12 February 2009

Christian Sympathy

In the last year, God showed me the healing power of vulnerability. By being honest about my dark feelings, my brokenness, my pain, He used others to help me recover from some deep wounds. In the process, those I've been open to have also found comfort, knowing that they are not the only ones who struggle, doubt, and hurt. Honesty builds community and draws Christians closer together.

Venerable John Henry Cardinal Newman, when he was still an Anglican priest, delivered a homily titled "Christian Sympathy" at the Feast of the Nativity. In it, he explained that hiding our wounds makes our religious beliefs unreal. That fear of facing our shadows results in shallowness. And that just as our Lord lowered Himself to embrace the woundedness of humanity, we too must lower our defenses to each other.

Here are some excerpts from his sermon:

Christians can sympathise with each other, even as by the power of Christ sympathising in and with each of them.

I consider that Christians, certainly those who are in the same outward circumstances, are very much more like each other in their temptations, inward diseases, and methods of cure, than they at all imagine. Persons think themselves isolated in the world; they think no one ever felt as they feel. They do not dare to expose their feelings, lest they should find that no one understands them.


Christians, though they really differ much, yet as regards the power of sympathising with each other will be found to be on a level. The one is not too high or the other too low. They have common ground; and as they have one faith and hope, and one Spirit, so also they have one and the same circle of temptations, and one and the same confession.

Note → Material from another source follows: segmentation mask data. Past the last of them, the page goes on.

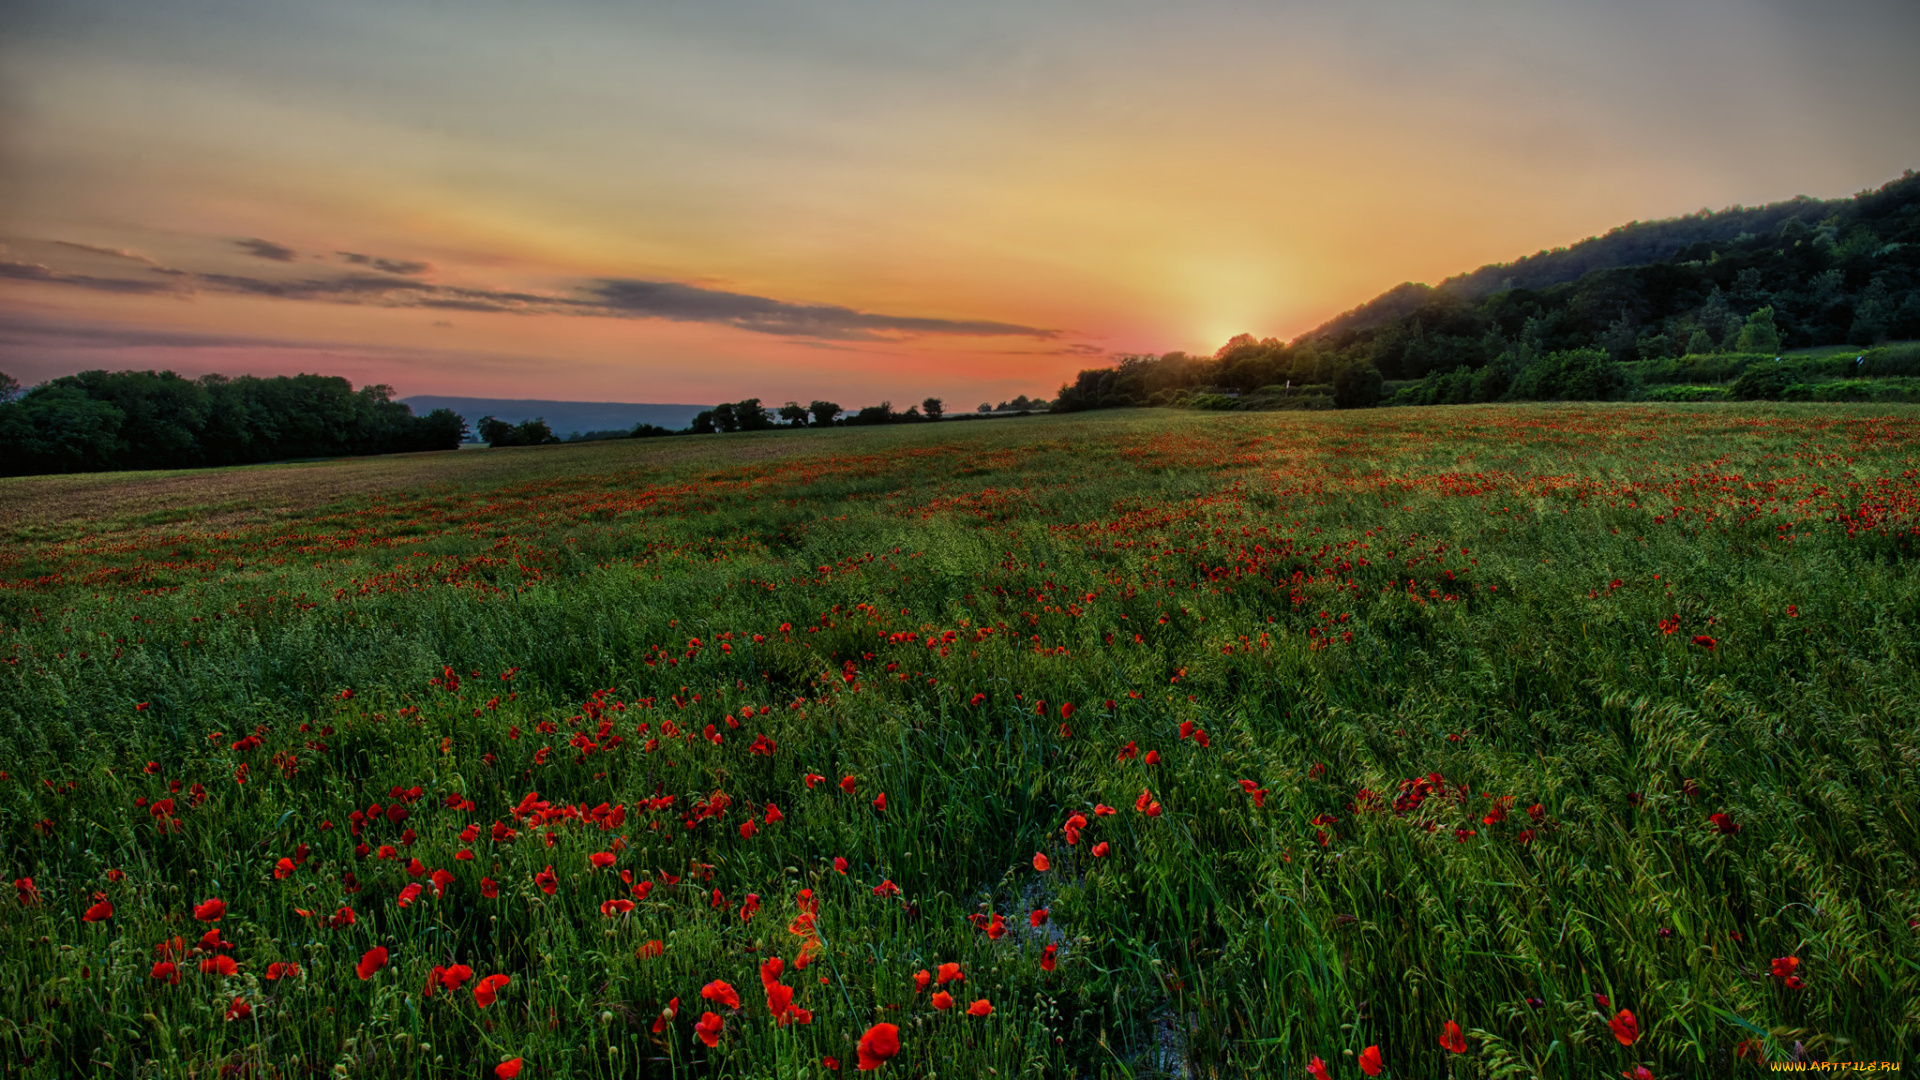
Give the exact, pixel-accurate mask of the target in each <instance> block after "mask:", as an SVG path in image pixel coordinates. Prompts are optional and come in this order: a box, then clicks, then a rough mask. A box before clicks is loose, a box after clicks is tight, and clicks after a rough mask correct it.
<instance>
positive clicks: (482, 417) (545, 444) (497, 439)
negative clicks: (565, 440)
mask: <svg viewBox="0 0 1920 1080" xmlns="http://www.w3.org/2000/svg"><path fill="white" fill-rule="evenodd" d="M474 429H476V430H478V434H480V442H486V444H488V446H493V448H499V446H551V444H555V442H561V438H559V436H557V434H553V429H551V427H547V421H545V419H541V417H532V419H524V421H520V423H516V425H511V423H507V421H501V419H493V417H480V423H478V425H474Z"/></svg>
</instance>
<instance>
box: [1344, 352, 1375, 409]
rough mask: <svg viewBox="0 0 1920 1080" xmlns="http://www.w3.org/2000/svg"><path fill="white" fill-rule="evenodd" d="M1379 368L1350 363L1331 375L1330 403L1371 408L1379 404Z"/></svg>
mask: <svg viewBox="0 0 1920 1080" xmlns="http://www.w3.org/2000/svg"><path fill="white" fill-rule="evenodd" d="M1382 382H1384V379H1380V369H1379V367H1375V365H1371V363H1350V365H1346V367H1342V369H1340V371H1338V373H1336V375H1334V377H1332V404H1334V405H1336V407H1340V409H1371V407H1373V405H1379V404H1380V384H1382Z"/></svg>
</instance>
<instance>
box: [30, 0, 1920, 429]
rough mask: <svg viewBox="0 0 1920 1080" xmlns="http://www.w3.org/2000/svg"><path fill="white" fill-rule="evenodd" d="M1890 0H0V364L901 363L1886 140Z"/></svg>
mask: <svg viewBox="0 0 1920 1080" xmlns="http://www.w3.org/2000/svg"><path fill="white" fill-rule="evenodd" d="M1914 42H1920V4H1912V2H1910V0H1826V2H1811V0H1809V2H1789V0H1607V2H1597V0H1582V2H1571V0H1338V2H1334V0H1263V2H1252V0H1244V2H1225V0H1183V2H1181V4H1165V2H1144V0H1142V2H1135V0H1100V2H1092V0H1006V2H1002V0H966V2H958V0H947V2H933V0H760V2H751V4H749V2H739V0H659V2H647V0H622V2H614V0H601V2H566V0H547V2H543V4H524V2H511V4H509V2H493V0H461V2H445V0H434V2H420V0H378V2H363V0H328V2H324V4H315V2H290V0H238V2H227V0H48V2H42V0H0V371H6V373H10V375H13V377H15V379H19V380H21V382H25V384H35V382H38V380H44V379H52V377H58V375H67V373H73V371H83V369H92V367H108V369H125V367H136V369H173V371H179V373H182V375H202V373H209V371H219V373H227V375H240V373H252V375H286V373H298V371H319V373H326V375H344V377H348V379H351V380H353V382H355V384H363V382H384V384H390V386H394V388H396V390H397V392H399V394H403V396H405V394H459V396H490V398H547V400H611V402H693V404H710V402H718V400H737V398H747V396H758V398H762V400H768V402H783V400H801V402H808V400H812V398H828V400H835V402H841V404H847V405H862V404H876V402H879V400H891V402H895V404H897V405H900V407H904V404H908V402H918V400H920V398H924V396H941V398H945V400H948V407H954V404H958V405H960V407H972V405H973V404H975V402H1000V400H1006V398H1012V396H1016V394H1031V396H1041V398H1044V396H1052V392H1054V390H1056V388H1058V386H1060V382H1062V380H1068V379H1071V377H1073V373H1075V371H1079V369H1081V367H1096V365H1104V363H1110V361H1112V357H1116V356H1125V354H1139V352H1154V354H1160V352H1169V350H1187V352H1196V354H1212V352H1213V350H1215V348H1219V344H1221V342H1225V340H1227V338H1229V336H1233V334H1236V332H1252V334H1256V336H1279V338H1292V336H1296V334H1302V332H1306V331H1309V329H1313V327H1315V325H1319V323H1321V321H1325V319H1329V317H1332V315H1336V313H1340V311H1344V309H1348V307H1354V306H1357V304H1361V302H1365V300H1369V298H1371V296H1375V294H1379V292H1382V290H1386V288H1392V286H1394V284H1398V282H1404V281H1425V282H1438V281H1440V279H1444V277H1450V275H1455V273H1461V271H1469V269H1475V267H1478V265H1484V263H1494V261H1507V259H1513V258H1519V256H1526V254H1532V252H1538V250H1542V248H1553V246H1565V244H1571V242H1576V240H1580V238H1584V236H1592V234H1597V233H1605V231H1607V229H1611V227H1615V225H1622V223H1626V221H1636V219H1638V221H1645V219H1659V217H1674V215H1682V213H1692V211H1697V209H1703V208H1713V209H1718V208H1726V206H1736V204H1740V206H1759V204H1766V202H1776V200H1784V198H1793V196H1797V194H1809V196H1814V198H1837V196H1849V194H1855V192H1859V190H1862V188H1870V186H1878V184H1882V183H1885V181H1891V179H1897V177H1899V175H1901V173H1903V171H1905V169H1912V167H1920V108H1914V102H1920V65H1916V63H1912V56H1910V52H1912V44H1914Z"/></svg>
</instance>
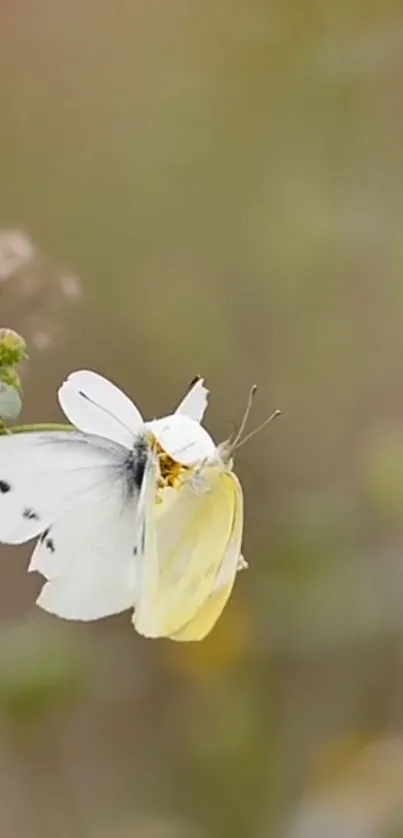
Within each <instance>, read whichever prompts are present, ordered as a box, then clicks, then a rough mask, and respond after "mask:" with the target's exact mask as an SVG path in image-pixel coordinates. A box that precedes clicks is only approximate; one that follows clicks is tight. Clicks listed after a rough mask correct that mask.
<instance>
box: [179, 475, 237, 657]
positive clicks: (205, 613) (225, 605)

Perhaps the reason why the standard of holiness among us is so low, why our attainments are so poor, our view of the truth so dim, our belief so unreal, our general notions so artificial and external is this, that we dare not trust each other with the secret of our hearts. We have each the same secret, and we keep it to ourselves, and we fear that, as a cause of estrangement, which really would be a bond of union. We do not probe the wounds of our nature thoroughly; we do not lay the foundation of our religious profession in the ground of our inner man; we make clean the outside of things; we are amiable and friendly to each other in words and deeds, but our love is not enlarged, our bowels of affection are straitened, and we fear to let the intercourse begin at the root; and, in consequence, our religion, viewed as a social system, is hollow. The presence of Christ is not in it.